On May 17, 1837, Joseph G. Stolp, just shy of 25 years old, left his home in Marcellus, New York and set out for the west — Illinois. Joseph had apprenticed and learned the wool manufacturing trade, had bought some machinery, and was setting out to make his fortune by starting his own woolen mill operation.
His destination was Aurora, Illinois, a little village on the Fox River. Some family members had preceded him, and his uncle had laid claim, on his behalf, to a little island in the river.
It took 21 days to get to Chicago, then a thriving metropolis of 4,000 persons — traveling first on the Erie Canal and then on a sailing schooner through the Great Lakes. From Chicago, he walked west towards Aurora. After two days, he arrived at the home of his brother John, who lived in DuPage County, about four miles northwest of the village.
The next day, June 12, 1837, he first laid eyes on Aurora. At the time, about fifteen families lived on either side of the river.
He immediately went to live on the island his uncle had secured for him — and which still bears his name today. Within days, he was cutting timber for a mill building on the island, which went into operation that same year. In 1849, he built a much more substantial brick woolen factory, which was expanded in 1858. His factory employed up to 150 people, producing wool cloth and woolen goods.
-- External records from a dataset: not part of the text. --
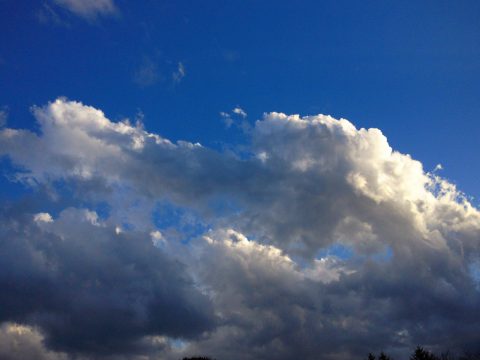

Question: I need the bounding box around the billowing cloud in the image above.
[0,99,480,359]
[0,208,214,354]
[53,0,117,20]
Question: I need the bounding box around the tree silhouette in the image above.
[378,351,392,360]
[410,346,440,360]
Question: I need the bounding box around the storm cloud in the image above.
[0,99,480,359]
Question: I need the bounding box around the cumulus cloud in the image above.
[0,99,480,359]
[53,0,117,20]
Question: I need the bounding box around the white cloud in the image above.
[0,99,480,359]
[172,62,186,83]
[33,213,53,223]
[0,106,8,128]
[232,106,247,118]
[53,0,117,20]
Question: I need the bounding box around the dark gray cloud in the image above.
[0,205,214,354]
[0,99,480,360]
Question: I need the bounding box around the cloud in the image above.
[0,208,214,355]
[172,62,186,83]
[51,0,117,20]
[0,99,480,359]
[133,57,162,87]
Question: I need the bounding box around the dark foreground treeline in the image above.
[367,346,480,360]
[182,346,480,360]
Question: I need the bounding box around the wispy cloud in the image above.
[172,62,186,83]
[133,56,162,87]
[49,0,118,20]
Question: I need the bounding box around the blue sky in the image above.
[0,0,480,360]
[0,0,480,197]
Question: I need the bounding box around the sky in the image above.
[0,0,480,360]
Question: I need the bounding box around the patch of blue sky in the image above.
[152,201,211,243]
[317,243,394,262]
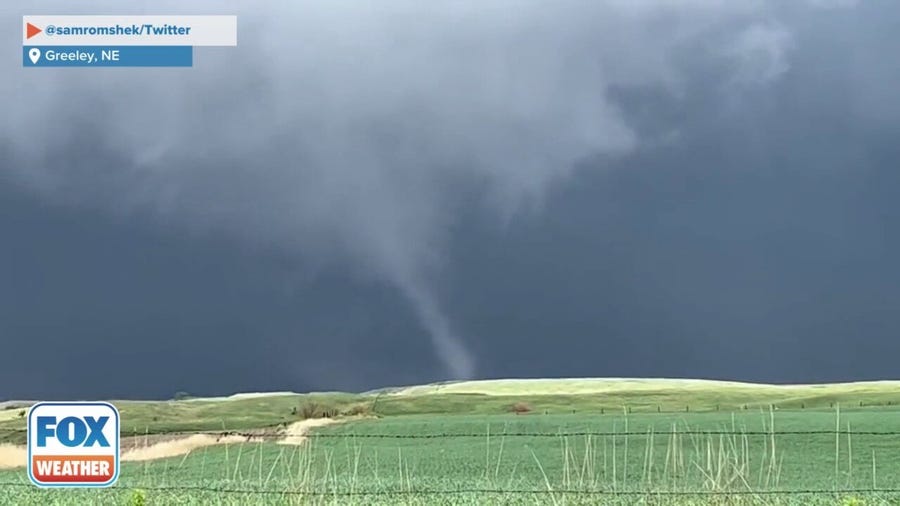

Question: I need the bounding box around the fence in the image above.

The mill operations ceased in 1887, and the building was leased out, being used until it was destroyed by fire in 1906. The Woolen Mills Store at the corner of Stolp and Downer still stands, as does the Dye House on the west edge of the island, south of the bridge.
The building which houses the Historical Society and the Art Commission — the David L. Pierce Art & History Center — was built by Joseph Stolp in 1866. In 1871, he donated the land for Aurora’s first YMCA, which stood two doors east of the Art & History Center. Across the street, he donated land for the original City Hall building (since demolished) and the GAR Memorial Hall, which was also the first home of the Aurora Public Library.
Stolp was also a founder and major stockholder of the Aurora Silver Plate Manufacturing Company (the building still stands to the west of the Art & History Center and now houses Charlie’s Creamery). And he was a founder and officer of the First National Bank of Aurora. Stolp was truly a man who helped build Aurora.
Stolp outlived all of the other early pioneers of his generation. He died at his home on April 1, 1899, after a fall caused a blood vessel to rupture in his brain. Joseph Stolp was four months shy of his 87th birthday. He is buried in West Aurora Cemetery.